The Polychrome facade style faded with the rise of the 20th century's revival movements, which stressed classical colors applied in restrained fashion. The polychrome movement reappeared in San Francisco, California in the 1970s, to describe and remains popular today on Victorian era houses. During the 1970s, multiple polychrome houses in San Francisco earned the endearment 'Painted Ladies', a term that in 2004 is considered kitsch when it is applied to describe all Victorian houses that have been painted with various period colors.

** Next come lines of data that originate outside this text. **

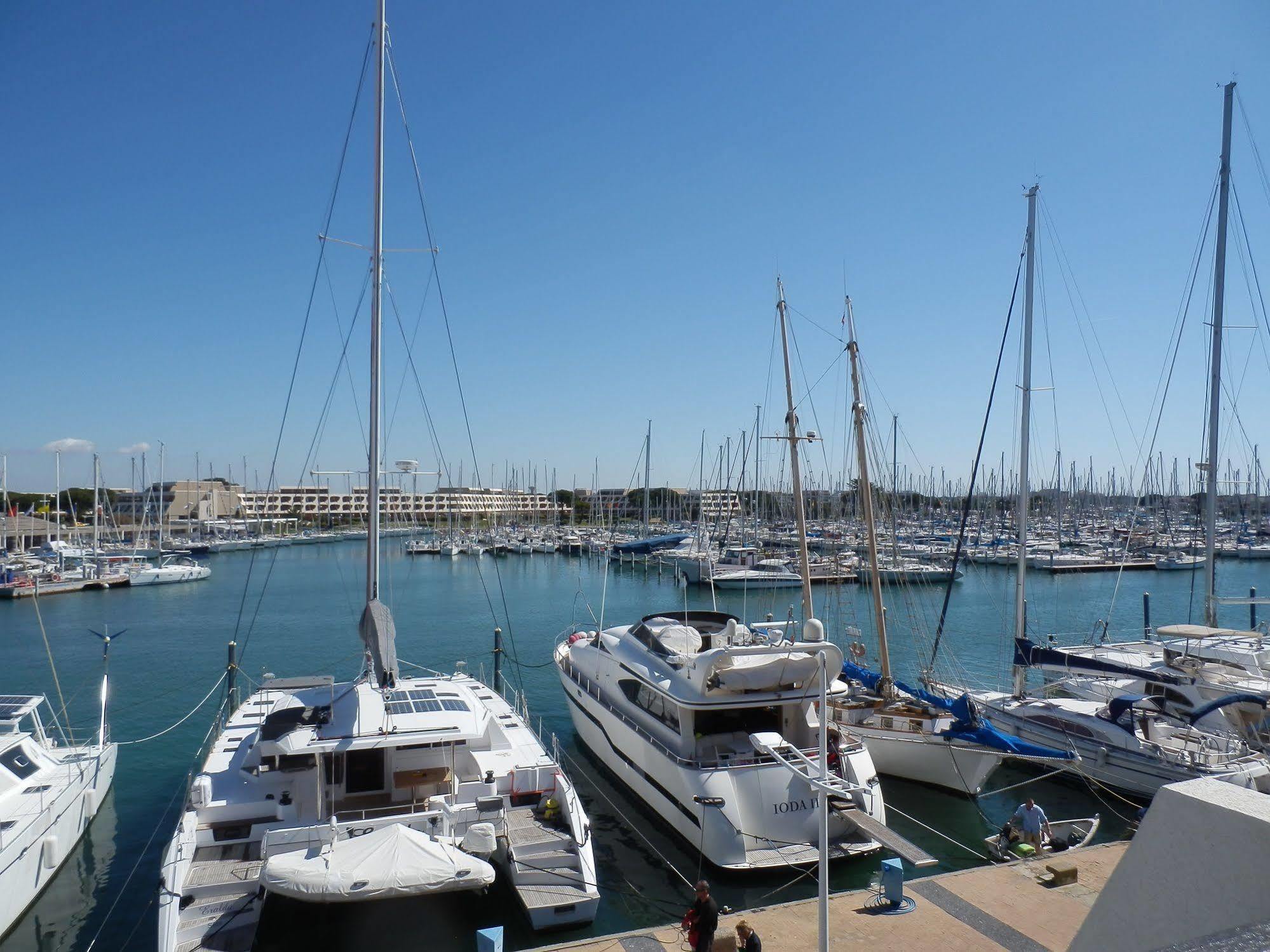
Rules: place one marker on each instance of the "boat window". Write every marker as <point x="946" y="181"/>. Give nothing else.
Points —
<point x="652" y="702"/>
<point x="15" y="761"/>
<point x="738" y="720"/>
<point x="333" y="768"/>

John Joseph Earley (1881-1945) developed a "polychrome" process of concrete slab construction and ornamentation that was admired across America. In the Washington metropolitan area, his products graced a variety of buildings - all formed by the staff of the Earley Studio in Rosslyn, Virginia. The John J. Earley Polychrome Houses in Silver Spring, Maryland, were built in the mid 1930s. The concrete panels were pre-cast with colorful stones and shipped to the lot for on-site assembly. Earley wanted to develop a higher standard of affordable housing after the Depression, but only a handful of the houses were built before he died and written records of his concrete casting techniques were destroyed in a fire. Less well-known, but just as impressive, is the Dr. Fealy Polychrome House that Earley built atop a hill in Southeast Washington, D.C. overlooking the city. His uniquely designed polychrome houses outstanding among prefabricated houses in the country, appreciated for their Art Deco ornament and superb craftsmanship.
Some very early polychrome pottery has been excavated on Minoan Crete such as at the Bronze Age site of Phaistos. In ancient Greece sculptures were painted in strong colours. The paint was frequently limited to parts depicting clothing, hair, and so on, with the skin left in the natural colour of the stone, but it could also cover sculptures in their totality. The painting of Greek sculpture should not merely be seen as an enhancement of their sculpted form, but has the characteristics of a distinct style of art. For example, the pedimental sculptures from the Temple of Aphaia on Aegina have recently been demonstrated to have been painted with bold and elaborate patterns, depicting, amongst other details, patterned clothing. The polychrome of stone statues was paralleled by the use of different materials to distinguish skin, clothing and other details in chryselephantine sculptures, and by the use of different metals to depict lips, nipples, etc, on high-quality bronzes like the Riace Warriors.